2008 Pinot Noir Lee Vineyard / 89-90 p
The Lee Vineyard is almost adjecent to the estate vineyard of Saintsbury in Carneros, where also the winery is. It was planted already in 1967, predominately with Pinot Noir of the Swan and Pommard clones, but also with some Dijon 115 (and some Chardonnay). Compared to the other vineyard designated pinots, this is a bit more rustic and the only one where I pick up some oak. However, the fruit is quite aromatic with fine notes of dark cherries and wild raspberries, and there’s also an earthiness that adds complexity. Thanks to its structure, it is a bit closed, especially if compared to the wine from Stanly Ranch, but it has a lovely lingering fruit flavor. It just needs to breathe – give in 15 minutes in the decanter, and it will open up.
Drink it 2011-2018

2008 Pinot Noir Stanly Ranch / 91 p
The Stanly Ranch is historic, it was planted already in the mid 1800s, but it was when Louis Martini planted it to Pinot Noir in the early 1950s that it started to become what it is today. Since then the vineyard has been divided, and the northern part is now owned by Treasury Wine Estates (Beringer). The block Saintsbury work with, lies in the southern part, and it’s densely planted with Dijon 115 and Dijon 667 selections.
Of the three, this is the most fruit forward and intense, there’s lovely notes of strawberries and wild raspberries, as well as higher notes of sweet cherries – in some how quite Gevrey-Chambertin like (on the nose!), with just a suptle earthy nuance.

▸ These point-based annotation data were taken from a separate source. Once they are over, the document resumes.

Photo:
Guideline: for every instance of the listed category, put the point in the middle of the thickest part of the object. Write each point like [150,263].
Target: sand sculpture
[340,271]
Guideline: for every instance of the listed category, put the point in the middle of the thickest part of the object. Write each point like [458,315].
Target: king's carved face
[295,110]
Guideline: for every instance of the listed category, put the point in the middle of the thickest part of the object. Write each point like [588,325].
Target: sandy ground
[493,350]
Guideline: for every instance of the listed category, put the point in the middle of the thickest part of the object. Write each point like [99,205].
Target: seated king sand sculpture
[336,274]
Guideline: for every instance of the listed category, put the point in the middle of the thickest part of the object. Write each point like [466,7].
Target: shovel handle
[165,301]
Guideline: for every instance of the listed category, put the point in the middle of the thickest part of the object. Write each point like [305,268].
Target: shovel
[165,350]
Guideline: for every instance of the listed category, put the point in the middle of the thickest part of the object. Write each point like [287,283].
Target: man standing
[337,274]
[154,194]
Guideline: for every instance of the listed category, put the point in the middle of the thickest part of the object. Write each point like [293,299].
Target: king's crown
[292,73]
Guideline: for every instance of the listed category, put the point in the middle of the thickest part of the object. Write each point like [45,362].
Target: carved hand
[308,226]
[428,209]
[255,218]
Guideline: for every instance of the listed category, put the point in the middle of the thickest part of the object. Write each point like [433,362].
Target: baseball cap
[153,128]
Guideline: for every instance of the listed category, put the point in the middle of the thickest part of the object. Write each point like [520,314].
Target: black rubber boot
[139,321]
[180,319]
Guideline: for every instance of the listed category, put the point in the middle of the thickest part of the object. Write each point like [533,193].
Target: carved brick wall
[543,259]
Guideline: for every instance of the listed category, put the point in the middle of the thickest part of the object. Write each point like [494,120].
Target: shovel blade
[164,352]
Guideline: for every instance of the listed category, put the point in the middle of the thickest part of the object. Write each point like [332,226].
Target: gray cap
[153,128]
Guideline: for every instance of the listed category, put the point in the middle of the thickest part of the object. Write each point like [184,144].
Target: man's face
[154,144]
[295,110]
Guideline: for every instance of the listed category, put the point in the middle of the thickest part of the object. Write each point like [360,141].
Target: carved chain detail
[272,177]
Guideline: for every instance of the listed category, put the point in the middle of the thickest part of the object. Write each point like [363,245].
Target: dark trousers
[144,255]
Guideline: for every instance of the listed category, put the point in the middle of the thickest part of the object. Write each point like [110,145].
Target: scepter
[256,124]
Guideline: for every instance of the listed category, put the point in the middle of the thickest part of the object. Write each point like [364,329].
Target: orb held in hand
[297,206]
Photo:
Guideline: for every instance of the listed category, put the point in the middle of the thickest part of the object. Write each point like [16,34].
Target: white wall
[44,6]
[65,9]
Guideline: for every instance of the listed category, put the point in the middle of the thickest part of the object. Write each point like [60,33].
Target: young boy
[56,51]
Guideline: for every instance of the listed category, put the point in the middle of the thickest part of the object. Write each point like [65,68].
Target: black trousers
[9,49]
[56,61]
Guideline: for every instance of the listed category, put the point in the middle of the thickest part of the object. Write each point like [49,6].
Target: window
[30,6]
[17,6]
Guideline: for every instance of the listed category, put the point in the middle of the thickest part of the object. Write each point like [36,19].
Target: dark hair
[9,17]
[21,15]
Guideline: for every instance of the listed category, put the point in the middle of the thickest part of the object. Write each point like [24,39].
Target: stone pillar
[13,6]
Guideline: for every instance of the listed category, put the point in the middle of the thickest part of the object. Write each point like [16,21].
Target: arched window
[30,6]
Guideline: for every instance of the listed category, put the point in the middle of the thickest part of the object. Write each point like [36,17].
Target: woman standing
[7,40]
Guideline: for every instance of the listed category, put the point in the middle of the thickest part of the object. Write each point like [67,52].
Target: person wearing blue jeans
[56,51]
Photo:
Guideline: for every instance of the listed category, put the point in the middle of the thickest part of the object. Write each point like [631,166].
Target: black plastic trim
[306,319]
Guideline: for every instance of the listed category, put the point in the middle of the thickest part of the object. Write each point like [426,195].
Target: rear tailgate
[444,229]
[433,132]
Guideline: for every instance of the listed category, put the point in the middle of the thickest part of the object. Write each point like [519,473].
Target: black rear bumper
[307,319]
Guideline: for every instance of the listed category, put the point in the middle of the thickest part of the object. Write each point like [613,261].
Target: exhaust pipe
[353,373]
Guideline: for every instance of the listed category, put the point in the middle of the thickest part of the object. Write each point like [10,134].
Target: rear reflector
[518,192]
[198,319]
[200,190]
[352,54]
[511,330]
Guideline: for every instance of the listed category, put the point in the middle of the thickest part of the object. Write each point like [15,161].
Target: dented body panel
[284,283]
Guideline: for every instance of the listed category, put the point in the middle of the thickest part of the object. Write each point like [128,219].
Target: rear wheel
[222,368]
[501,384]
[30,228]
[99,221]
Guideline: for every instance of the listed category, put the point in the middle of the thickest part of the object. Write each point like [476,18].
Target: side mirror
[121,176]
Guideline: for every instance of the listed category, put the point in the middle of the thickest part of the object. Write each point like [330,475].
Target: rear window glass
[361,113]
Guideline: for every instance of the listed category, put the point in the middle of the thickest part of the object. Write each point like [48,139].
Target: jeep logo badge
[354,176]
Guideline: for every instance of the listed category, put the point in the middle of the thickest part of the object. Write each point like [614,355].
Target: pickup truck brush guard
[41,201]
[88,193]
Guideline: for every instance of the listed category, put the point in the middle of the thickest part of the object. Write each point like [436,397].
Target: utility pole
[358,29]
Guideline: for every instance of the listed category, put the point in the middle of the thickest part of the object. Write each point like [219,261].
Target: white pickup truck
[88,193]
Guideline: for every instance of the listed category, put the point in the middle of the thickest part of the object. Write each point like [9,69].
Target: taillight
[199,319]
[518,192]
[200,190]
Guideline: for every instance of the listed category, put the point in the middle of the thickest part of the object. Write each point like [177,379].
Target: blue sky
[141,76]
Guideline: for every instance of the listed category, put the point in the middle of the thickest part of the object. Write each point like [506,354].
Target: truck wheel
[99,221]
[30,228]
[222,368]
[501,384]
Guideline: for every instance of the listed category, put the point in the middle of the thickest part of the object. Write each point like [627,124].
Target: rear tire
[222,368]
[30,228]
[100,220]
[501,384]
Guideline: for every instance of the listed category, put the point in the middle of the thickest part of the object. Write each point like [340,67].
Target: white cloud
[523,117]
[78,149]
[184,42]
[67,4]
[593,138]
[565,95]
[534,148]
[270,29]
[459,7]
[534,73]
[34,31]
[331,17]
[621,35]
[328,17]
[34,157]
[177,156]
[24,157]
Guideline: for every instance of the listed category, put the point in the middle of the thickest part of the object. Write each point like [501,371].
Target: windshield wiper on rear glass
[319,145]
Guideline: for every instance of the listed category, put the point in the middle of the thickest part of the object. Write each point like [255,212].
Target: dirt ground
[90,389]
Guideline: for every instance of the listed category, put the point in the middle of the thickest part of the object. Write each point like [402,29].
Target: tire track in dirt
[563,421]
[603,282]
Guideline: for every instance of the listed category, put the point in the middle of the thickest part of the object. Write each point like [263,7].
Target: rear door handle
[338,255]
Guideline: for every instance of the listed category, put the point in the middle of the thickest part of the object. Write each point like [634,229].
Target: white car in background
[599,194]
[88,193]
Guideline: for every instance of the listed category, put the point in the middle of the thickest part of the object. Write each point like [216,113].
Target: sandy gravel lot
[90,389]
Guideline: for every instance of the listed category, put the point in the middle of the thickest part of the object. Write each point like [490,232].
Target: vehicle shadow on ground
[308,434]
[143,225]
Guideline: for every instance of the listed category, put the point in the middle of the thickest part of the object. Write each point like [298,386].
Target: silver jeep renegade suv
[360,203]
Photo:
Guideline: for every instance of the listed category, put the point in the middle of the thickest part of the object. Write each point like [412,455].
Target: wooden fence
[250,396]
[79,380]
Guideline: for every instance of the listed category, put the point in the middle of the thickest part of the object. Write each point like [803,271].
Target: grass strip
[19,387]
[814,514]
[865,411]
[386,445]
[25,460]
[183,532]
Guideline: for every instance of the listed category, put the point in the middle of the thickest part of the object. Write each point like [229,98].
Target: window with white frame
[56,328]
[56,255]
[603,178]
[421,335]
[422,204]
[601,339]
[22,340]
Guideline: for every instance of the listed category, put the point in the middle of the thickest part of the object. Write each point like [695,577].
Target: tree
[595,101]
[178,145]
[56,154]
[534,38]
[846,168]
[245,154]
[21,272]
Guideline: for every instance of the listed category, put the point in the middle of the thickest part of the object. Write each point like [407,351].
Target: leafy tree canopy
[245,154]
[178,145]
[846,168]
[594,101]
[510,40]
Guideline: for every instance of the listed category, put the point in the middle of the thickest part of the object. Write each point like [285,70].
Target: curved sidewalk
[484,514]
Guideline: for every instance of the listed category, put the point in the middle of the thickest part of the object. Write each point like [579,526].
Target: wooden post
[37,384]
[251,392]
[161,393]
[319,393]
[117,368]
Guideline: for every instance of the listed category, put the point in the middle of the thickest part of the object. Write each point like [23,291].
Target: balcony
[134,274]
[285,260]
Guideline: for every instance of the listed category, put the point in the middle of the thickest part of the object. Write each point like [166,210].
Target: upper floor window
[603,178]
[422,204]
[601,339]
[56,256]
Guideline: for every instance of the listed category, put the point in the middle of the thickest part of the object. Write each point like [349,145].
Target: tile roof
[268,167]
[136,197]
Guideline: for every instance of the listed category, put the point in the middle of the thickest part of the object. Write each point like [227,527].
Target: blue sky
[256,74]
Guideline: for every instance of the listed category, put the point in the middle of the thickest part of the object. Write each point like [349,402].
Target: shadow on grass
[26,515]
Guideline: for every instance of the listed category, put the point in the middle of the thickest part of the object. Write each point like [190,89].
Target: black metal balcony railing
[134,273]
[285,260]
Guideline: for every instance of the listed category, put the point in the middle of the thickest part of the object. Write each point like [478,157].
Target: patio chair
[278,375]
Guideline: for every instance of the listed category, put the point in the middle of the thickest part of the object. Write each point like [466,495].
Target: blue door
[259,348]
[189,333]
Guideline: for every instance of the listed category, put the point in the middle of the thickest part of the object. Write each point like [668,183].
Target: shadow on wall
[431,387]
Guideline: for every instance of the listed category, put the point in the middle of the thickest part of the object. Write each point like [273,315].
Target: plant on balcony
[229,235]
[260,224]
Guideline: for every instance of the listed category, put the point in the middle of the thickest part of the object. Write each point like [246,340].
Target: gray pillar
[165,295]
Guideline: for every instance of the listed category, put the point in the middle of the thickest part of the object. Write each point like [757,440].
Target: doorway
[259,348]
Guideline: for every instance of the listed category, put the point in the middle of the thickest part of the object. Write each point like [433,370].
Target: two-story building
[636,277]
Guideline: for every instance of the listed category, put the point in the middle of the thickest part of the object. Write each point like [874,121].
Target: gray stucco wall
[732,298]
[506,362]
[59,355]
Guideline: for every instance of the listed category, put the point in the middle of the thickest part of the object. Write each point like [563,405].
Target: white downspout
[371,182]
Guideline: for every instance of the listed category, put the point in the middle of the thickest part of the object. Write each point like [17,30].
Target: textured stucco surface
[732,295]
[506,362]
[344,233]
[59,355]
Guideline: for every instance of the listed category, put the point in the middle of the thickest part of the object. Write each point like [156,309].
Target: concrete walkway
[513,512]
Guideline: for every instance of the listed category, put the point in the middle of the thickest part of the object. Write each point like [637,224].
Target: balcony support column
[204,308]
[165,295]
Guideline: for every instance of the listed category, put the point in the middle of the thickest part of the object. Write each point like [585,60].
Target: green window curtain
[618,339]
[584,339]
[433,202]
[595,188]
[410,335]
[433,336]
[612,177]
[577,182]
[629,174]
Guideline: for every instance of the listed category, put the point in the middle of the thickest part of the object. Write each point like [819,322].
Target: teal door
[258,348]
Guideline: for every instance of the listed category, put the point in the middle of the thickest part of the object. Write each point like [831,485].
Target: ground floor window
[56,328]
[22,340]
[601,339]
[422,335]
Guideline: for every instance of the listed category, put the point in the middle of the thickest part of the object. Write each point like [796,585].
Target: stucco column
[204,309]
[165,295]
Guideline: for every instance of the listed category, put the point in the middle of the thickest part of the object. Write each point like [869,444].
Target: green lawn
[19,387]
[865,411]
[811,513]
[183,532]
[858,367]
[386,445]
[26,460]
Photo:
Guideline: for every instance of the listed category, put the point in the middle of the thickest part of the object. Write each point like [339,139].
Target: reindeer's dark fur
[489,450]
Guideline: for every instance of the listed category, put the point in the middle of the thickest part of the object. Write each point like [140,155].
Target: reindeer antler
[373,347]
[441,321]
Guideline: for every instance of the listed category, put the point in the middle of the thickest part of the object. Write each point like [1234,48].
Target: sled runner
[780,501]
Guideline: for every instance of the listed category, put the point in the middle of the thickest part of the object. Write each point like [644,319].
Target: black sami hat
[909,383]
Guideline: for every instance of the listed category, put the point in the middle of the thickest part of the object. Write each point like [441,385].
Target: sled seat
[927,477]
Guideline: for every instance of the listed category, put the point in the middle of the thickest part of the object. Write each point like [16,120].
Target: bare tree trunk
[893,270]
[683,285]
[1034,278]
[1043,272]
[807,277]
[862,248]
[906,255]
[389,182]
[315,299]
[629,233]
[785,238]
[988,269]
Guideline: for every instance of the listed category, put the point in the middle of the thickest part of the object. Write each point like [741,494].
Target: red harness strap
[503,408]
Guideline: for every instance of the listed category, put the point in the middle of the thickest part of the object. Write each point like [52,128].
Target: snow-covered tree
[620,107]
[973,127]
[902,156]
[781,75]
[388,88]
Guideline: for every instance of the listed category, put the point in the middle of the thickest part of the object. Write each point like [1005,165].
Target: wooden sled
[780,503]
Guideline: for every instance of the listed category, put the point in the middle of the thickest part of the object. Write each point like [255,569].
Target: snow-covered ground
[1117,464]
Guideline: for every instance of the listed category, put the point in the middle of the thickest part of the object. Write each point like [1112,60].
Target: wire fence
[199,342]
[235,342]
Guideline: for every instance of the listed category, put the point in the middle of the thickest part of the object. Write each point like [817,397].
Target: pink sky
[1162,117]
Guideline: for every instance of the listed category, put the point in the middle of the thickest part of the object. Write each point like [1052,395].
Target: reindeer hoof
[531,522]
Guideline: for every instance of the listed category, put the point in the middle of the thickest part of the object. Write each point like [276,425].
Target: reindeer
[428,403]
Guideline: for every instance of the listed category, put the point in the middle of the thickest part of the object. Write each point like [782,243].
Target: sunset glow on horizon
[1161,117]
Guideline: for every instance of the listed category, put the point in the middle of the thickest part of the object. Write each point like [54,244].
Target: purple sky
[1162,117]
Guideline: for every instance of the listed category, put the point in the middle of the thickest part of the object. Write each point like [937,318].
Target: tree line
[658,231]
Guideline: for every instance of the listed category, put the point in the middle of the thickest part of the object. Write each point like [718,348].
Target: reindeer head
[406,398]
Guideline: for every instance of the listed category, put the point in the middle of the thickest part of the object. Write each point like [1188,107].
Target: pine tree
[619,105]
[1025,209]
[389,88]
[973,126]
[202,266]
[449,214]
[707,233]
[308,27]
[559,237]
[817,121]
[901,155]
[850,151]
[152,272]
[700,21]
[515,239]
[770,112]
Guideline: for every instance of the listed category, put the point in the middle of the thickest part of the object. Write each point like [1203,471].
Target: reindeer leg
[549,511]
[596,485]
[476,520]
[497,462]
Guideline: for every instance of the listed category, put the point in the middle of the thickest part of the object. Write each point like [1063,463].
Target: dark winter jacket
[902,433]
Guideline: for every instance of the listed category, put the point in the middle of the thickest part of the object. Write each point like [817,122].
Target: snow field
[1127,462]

Tannins are silky, and well integrated in the medium bodied taste, and it’s all uplifted by a lively acidity. It’s a very fine offering, the most fruity and charming in the trio.
Drink it 2011-2018

2008 Pinot Noir Toyon Farm / 91-92 p
The most complex wine of the three is this one from the Toyon Farm, located on a small knoll not to far away from Stanly Ranch in the southeastern part of Carneros. This vineyard has a quite poor and rocky soil, and it’s planted to only the Dijon 115 clone. Even though the wine shows a lovely cherry like fruit, it’s a bit reserved and offers more of the earthy nuances. During the 20 minutes I had the wine in my glass it slowly opened up and became even more complex. As in the other wines, oak is nothing you taste – it’s extremely well integrated. On the palate, it is medium bodied, fine textured with a fresh and lingering acidity, loaded with dark cherries that combine sweetness and acidity, and of the three this is the wine with the longest and most elegant aftertaste. There’s also a fine mineral note in the finish.